LES ATHÉNÉENNES LES ATHÉNÉENNES
// Alhambra

jeudi 3 juin


BEETHOVEN /SCHUMANN

Deux chefs-d’œuvre de la musique de chambre pour ouvrir cette Xème édition :
Partition grandiose, en quête d’absolu, la Grand Fugue op.133 de Beethoven est un véritable ovni dans le répertoire pour quatuor à cordes. D’une écriture folle, univers de tensions et de conflits, au discours tour à tour altier, provoquant, violent, majestueux, dansant, exutoire, vertigineux, il réside dans la Grande Fugue une extraordinaire puissance de choc. « Vision prophétique du XIXe siècle, voire du XXe, ou regard détaché sur l’ère classique ? Beethoven recule jusqu’au gouffre les limites musicales qu’il s’inflige. La Grande Fugue est une immense progression symphonique, à la somptuosité quasi orchestrale, mais pas une œuvre de total triomphe, car l’exultation de ses phases d’élan ascensionnel conserve presque toujours une couleur tragique. » (P.Szersnovicz). Pour lancer le coup d’envoi du festival, les quatre ultra-talentueuses jeunes femmes du Quatuor Zaïde, s’emparent de cette œuvre magistrale.
« Je vois quel chemin vous voulez suivre et puis vous assurer que c’est aussi le mien. Là est l’unique chance de salut : la beauté ! » écrivait Wagner à Schumann après l’audition de son Quinette avec piano. Composé en 1842 et considéré aujourd’hui comme l’un des manifestes du romantisme, le Quintette pour piano et cordes op.44 de Schumann est en effet une ode à la vie et à l’amour. Voyage entre fantaisie et rigueur, entre extase et stupeur, entre abandon et labeur, entre idéalisme et renoncement : le Quinette de Schumann se distingue par ce caractère surprenant qui à chaque mouvement emmène l’esprit là où on ne s’y attend pas.
Le pianiste Théo Fouchenneret (1er prix du Concours International de Genève 2018, « révélation » aux Victoires de la Musique 2019), au jeu d’une sensibilité et d’une intelligence rares, rejoindra le Quatuor Zaïde pour interpréter ces pages d’une intense beauté.

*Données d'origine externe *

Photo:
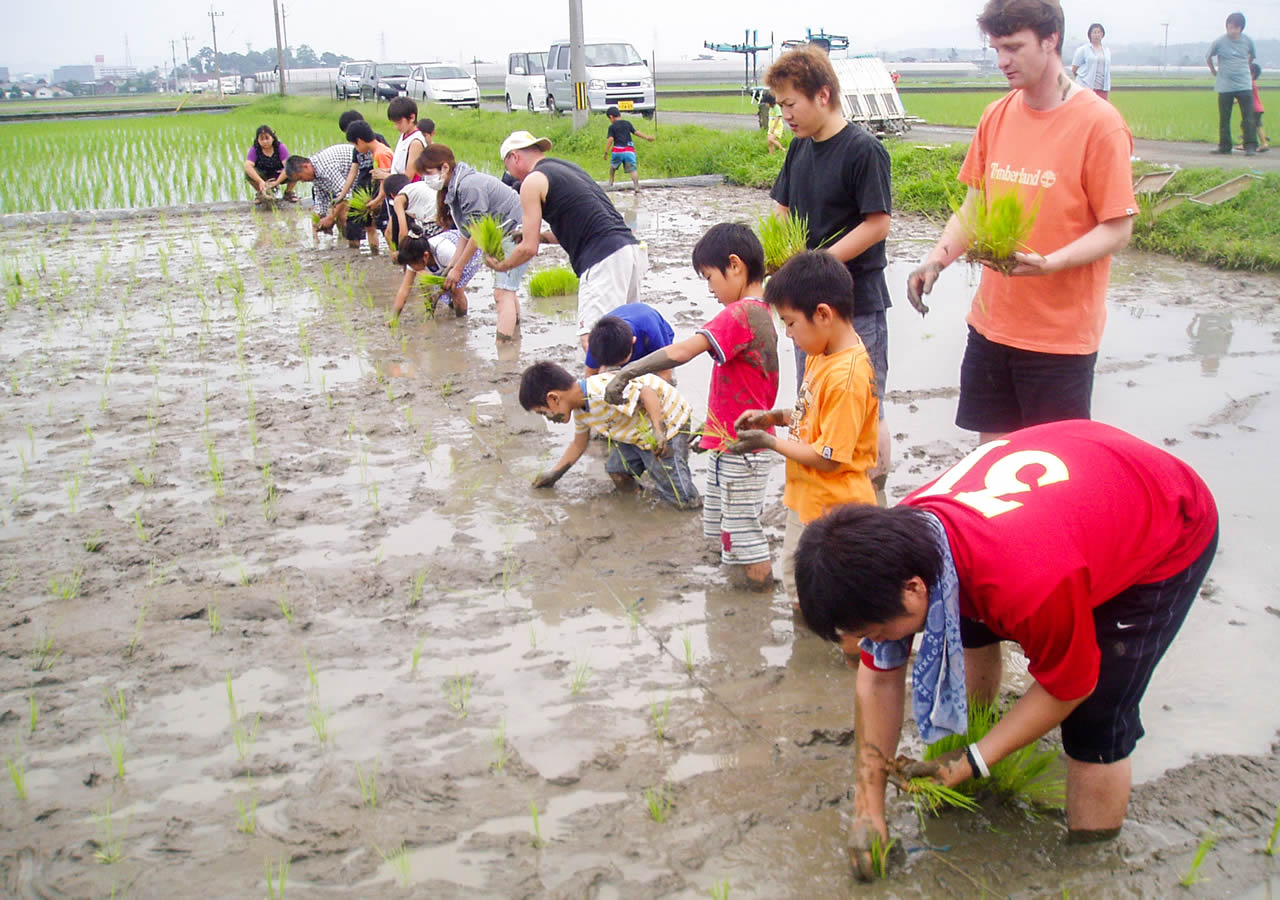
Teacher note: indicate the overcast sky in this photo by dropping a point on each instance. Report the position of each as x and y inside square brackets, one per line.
[36, 40]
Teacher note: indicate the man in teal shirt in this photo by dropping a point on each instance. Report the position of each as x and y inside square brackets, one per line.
[1234, 53]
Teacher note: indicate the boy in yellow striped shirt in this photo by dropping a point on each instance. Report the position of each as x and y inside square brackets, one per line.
[648, 432]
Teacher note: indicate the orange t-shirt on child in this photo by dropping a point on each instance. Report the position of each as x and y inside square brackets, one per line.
[1073, 161]
[836, 414]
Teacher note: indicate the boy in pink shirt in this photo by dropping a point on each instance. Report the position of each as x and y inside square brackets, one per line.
[744, 343]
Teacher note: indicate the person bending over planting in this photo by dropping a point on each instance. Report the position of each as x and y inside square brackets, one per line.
[332, 172]
[630, 332]
[1077, 540]
[648, 430]
[744, 345]
[465, 195]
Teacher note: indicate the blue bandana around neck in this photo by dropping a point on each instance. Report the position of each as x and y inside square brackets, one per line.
[938, 698]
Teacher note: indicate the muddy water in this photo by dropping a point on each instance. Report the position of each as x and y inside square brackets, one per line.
[362, 534]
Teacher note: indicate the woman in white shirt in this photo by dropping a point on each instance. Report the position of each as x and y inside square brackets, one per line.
[1091, 65]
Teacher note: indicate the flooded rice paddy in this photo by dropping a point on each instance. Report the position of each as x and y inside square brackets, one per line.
[275, 589]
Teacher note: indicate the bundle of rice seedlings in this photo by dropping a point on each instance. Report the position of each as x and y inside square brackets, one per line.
[488, 234]
[432, 288]
[782, 238]
[997, 227]
[360, 204]
[556, 282]
[1024, 775]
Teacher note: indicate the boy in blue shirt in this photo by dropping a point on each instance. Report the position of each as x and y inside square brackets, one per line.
[629, 332]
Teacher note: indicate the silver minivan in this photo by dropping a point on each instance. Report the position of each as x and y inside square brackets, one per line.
[526, 82]
[616, 76]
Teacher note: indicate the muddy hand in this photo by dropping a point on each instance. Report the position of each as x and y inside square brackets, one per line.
[750, 441]
[919, 283]
[862, 839]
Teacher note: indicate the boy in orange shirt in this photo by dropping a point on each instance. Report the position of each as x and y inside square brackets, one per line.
[361, 135]
[833, 426]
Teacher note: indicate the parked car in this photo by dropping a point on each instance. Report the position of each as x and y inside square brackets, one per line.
[444, 83]
[383, 81]
[526, 81]
[347, 83]
[616, 76]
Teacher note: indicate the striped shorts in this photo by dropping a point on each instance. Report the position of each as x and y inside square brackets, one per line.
[732, 503]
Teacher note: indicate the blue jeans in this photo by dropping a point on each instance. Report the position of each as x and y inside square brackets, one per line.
[670, 473]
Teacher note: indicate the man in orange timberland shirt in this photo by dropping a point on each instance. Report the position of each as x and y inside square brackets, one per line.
[1034, 333]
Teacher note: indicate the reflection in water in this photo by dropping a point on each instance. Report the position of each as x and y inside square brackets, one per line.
[1211, 338]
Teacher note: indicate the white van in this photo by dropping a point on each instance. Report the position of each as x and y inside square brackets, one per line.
[616, 76]
[526, 82]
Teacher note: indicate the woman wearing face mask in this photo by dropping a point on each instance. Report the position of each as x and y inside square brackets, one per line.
[465, 195]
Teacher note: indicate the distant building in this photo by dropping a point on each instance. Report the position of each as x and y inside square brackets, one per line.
[82, 73]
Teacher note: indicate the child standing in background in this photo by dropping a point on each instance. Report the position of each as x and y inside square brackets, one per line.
[743, 342]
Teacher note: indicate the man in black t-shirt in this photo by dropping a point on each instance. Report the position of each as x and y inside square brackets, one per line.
[604, 254]
[621, 150]
[837, 176]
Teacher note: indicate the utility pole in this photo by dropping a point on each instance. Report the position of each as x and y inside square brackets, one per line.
[218, 68]
[284, 23]
[279, 46]
[577, 63]
[186, 49]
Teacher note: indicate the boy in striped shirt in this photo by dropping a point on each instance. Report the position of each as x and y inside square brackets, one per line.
[648, 432]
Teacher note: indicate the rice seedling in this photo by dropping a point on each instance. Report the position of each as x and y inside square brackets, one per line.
[658, 802]
[880, 854]
[110, 846]
[688, 640]
[65, 586]
[458, 694]
[499, 747]
[44, 653]
[658, 716]
[247, 811]
[319, 720]
[538, 832]
[17, 771]
[400, 862]
[117, 704]
[416, 584]
[417, 653]
[275, 885]
[781, 238]
[1202, 849]
[581, 675]
[488, 234]
[368, 786]
[557, 282]
[1023, 775]
[997, 227]
[115, 747]
[931, 796]
[1270, 849]
[359, 204]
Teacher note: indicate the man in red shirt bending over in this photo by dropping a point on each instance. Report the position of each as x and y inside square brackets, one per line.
[1077, 540]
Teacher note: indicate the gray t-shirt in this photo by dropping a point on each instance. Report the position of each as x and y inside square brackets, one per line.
[1233, 63]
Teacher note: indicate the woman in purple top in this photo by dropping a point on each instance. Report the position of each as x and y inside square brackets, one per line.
[264, 165]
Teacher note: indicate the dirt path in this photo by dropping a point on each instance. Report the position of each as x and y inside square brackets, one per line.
[252, 538]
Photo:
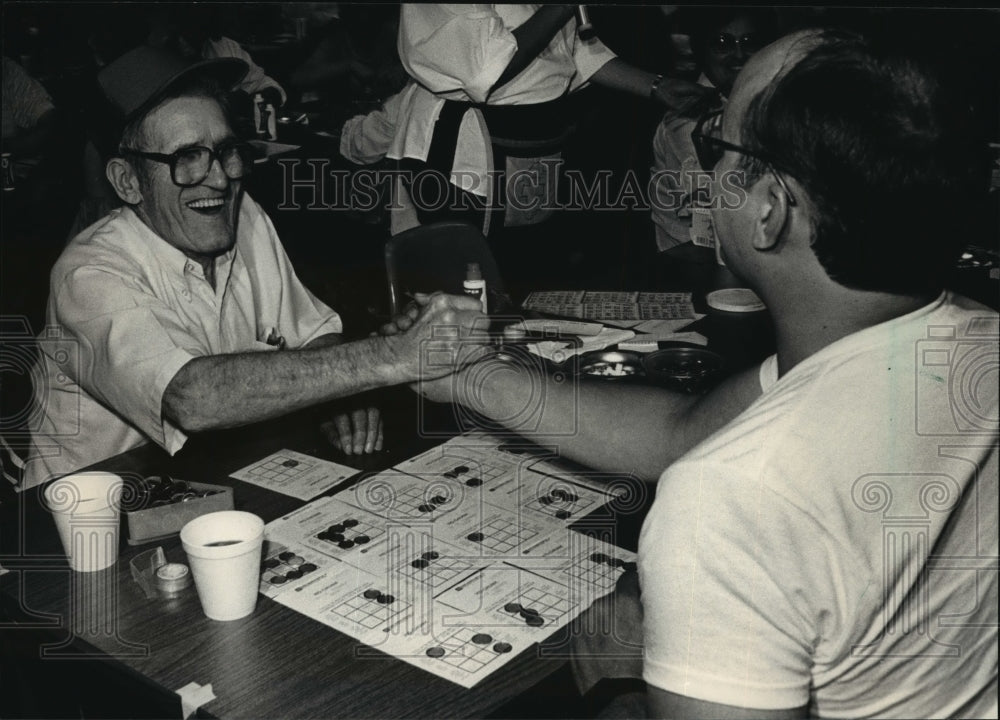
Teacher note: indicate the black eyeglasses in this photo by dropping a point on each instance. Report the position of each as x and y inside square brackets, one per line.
[726, 44]
[189, 166]
[710, 148]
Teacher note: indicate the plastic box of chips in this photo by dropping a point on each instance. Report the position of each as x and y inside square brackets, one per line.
[156, 522]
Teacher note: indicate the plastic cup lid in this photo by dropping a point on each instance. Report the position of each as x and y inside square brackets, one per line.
[735, 300]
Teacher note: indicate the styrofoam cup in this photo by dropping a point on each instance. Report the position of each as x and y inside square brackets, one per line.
[223, 549]
[86, 509]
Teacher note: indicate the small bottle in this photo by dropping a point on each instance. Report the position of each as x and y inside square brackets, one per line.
[474, 285]
[264, 118]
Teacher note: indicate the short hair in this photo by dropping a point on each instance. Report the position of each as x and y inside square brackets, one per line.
[886, 152]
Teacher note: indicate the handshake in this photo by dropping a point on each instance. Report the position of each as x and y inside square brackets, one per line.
[437, 335]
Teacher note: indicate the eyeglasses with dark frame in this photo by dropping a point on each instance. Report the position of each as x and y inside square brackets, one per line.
[191, 165]
[710, 149]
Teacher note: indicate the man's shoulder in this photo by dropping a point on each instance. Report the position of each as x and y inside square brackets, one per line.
[110, 244]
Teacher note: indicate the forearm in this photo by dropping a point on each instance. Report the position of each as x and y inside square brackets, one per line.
[534, 36]
[224, 391]
[617, 74]
[613, 428]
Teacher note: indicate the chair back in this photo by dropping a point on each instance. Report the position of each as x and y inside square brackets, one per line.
[434, 257]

HILDEGARD LERNT FLIEGEN – 
The Waves Are Rising, Dear!

Se mettre à l’aise devant un super8 flanqué d’une barbe à papa sur le canapé d’un bunker anti-atomique au bord du lac Baikal avec cette question qui nous taraude: Sommes nous sur la crête de la vague ou nous chevauche-t-elle dans son rouleau furieux?

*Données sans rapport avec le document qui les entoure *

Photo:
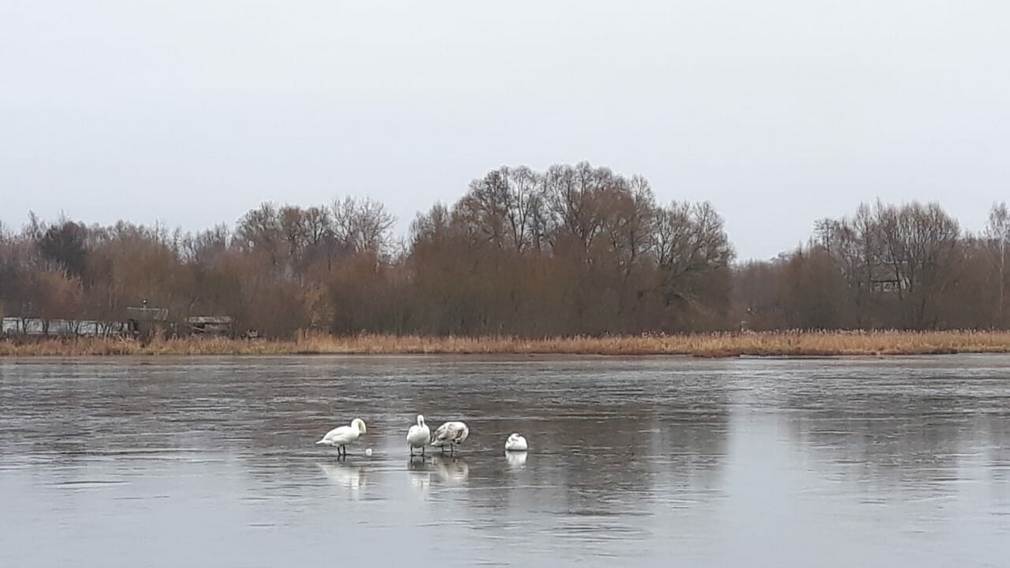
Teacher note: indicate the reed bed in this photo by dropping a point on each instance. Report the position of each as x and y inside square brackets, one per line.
[773, 344]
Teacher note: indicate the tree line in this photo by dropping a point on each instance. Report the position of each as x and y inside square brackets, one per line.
[573, 250]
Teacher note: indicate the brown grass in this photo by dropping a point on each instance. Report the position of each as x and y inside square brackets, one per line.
[782, 344]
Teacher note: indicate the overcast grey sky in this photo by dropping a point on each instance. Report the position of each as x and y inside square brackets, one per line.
[779, 112]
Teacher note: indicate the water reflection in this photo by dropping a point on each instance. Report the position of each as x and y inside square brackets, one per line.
[450, 470]
[349, 479]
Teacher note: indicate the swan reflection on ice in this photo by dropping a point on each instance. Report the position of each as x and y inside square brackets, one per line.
[347, 478]
[451, 471]
[420, 476]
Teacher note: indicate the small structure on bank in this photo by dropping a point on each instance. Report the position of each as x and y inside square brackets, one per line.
[148, 321]
[210, 325]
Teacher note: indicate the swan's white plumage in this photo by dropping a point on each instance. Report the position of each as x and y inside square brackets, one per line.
[341, 436]
[419, 435]
[450, 434]
[516, 443]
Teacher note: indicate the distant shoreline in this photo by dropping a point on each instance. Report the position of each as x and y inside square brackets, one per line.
[768, 344]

Après quinze ans d’existence, le groupe « Hildegard Lernt Fliegen » pose ses burlesques perruques, plie ses anciennes partitions en bateaux de papiers et, change de cap! Hissant son encrier, Andreas Schaerer, capitaine et fin parolier d’un équipage clanique, vogue vers de nouveaux horizons . Avec toujours un vent de vieux pré-bop post-mouvementé accroché sous de fidèles amarres, le sextet délaisse son chapiteau et plonge en profondeur dans leur nouvelle demeure: Une cathédrale engloutie, tout en rondeur qui apaise les aigus et promeut une voix puissante et mature.

PIERRE OMER SWING’S REVUE feat. LALLA MORTE

Ah ! Comme nous sommes heureux de les retrouver aux Athénéennes !

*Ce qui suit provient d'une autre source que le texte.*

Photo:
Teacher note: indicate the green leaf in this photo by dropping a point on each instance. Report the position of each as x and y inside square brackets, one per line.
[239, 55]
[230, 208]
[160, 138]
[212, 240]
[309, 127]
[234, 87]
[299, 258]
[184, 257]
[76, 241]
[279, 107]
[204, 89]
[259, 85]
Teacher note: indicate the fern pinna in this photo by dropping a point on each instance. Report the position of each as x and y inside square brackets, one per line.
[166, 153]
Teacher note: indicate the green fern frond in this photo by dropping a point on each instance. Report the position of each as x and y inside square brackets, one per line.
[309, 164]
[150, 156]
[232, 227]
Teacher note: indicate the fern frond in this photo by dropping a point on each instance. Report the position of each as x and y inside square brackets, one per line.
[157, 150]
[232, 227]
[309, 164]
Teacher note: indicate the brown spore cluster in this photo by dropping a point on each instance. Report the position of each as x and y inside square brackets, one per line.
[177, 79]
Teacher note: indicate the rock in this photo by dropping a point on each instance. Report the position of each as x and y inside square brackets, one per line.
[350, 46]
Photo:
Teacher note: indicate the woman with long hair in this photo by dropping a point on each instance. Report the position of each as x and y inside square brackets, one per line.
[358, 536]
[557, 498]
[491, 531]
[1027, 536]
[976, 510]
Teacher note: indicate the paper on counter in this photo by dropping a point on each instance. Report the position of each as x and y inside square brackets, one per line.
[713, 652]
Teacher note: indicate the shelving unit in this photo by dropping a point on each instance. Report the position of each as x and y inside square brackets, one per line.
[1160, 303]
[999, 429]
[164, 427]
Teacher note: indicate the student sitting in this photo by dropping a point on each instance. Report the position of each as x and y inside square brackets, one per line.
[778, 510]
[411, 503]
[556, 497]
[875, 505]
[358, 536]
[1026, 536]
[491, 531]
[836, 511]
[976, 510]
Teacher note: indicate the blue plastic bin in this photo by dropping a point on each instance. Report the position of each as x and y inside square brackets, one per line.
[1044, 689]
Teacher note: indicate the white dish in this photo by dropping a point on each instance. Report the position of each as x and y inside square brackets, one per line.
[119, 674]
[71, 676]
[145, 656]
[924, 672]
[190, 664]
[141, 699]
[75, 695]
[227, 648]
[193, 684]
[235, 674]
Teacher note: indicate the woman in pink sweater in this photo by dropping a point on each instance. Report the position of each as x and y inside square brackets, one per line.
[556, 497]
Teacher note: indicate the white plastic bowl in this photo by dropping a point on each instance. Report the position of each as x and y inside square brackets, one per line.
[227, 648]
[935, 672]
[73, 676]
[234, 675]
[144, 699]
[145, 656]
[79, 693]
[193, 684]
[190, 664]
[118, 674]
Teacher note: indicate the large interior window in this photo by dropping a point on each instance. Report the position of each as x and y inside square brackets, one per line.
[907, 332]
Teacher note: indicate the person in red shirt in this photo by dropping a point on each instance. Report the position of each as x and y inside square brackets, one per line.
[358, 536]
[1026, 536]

Convoquant l’âge d’or de Harlem, les bas-fonds de New-Orleans, la fantaisie surréaliste du Jive et le martèlement du Gipsy Swing, les quatre musiciens en smok et nœud pap’, créent un cocktail dansant explosif, mêlant compositions originales et répertoire traditionnel au groove irresistible. En special guest, l’incroyable Lalla Morte, danseuse, fakir, illusioniste et co-fondatrice du cabaret dangereux parisien « MurderSuicidePresents » : la promesse d’une fin de soirée brûlante.

20h OPENING NIGHTS

BEETHOVEN Quatuor opus 130
SCHUMANN Quintette pour piano et cordes op.44

21h30
23h
Pierre Omer’s Swing Revue

feat. Lalla Morte



// Alhambra

vendredi 4 juin


LEMANIC MODERN ENSEMBLE

Avec l’incandescente Marina Viotti et dirigé en grande première par Diego Matheuz, le LME propose un passionnant programme, aux accents romantiques:

« Hic ! Nunc ! » de Nicolas Bolens, est écrite dans un temps d’incertitude, de distances humaines forcées, avec un ici et un maintenant toujours à repenser. La musique se développe entre l’espoir de retrouver les instants sonores partagés, instants qui se déploient parfois largement parmi les 10 instruments de l’ensemble, et les interruptions, les silences intrusifs, stoppant les élans des uns vers les autres.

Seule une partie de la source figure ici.